Friday, August 20, 2010

1000Words - The CD

A picture speaks a thousand words, they say. This is a project for me to write a thousand words about one, about anything really. Here's the first.

The CD
Word count:1000
Note: Inspired by Swinging Popsicle’s Transit.


Her favorite CD was from an obscure indie group consisting of three Japanese and an American. She bought it at an anime convention few years back, when dressing up as another character was still a part of her life, and it had accompanied her throughout the good years and the tough ones. There were twelve songs in the album: eleven were sung in Japanese and one in a crooked, yet recognizable English. She had those eleven translated and romanized so she could sing along.

(years later she would misplace the piece of paper and thus lost the meanings of the lyrics forever)

Her favorite of all twelve was the second track. It told of a day in snow, of a sky forever and always pouring white flurry, of simple how are you’s, and an invitation to dance amidst all. She would play it three, four, a dozen times until things got easier, better; until her hostaged emotions finally found control, until she could accept people were careless and all rough edges. She listened until she found the courage to love again as commanded by the Bible, to offer the other cheek despite having no more unbruised space.

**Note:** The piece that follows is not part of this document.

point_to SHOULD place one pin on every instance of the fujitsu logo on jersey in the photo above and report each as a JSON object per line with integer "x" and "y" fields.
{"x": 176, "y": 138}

The songs were lullabies. When one didn’t have anyone to hug them to sleep, one compensated. She had a platoon of pillows—one long, one short, one hard, one soft, one medium, one feather, one polyester—piled up on top of a single bed. More often than not, she found them scattered all over the floor come morning and felt a chill. The blanket was a work of art: soft, heavy down clothed in the smoothest bare-thread cotton that had seen the insides of a washing machine too many times. Much loved, much used. Engulfed in the sea of comfort while listening to the songs, she found slumber and survived her early twenties during which her frequent last thought every night was to pull the trigger of a small-caliber revolver pointed straight to the temple.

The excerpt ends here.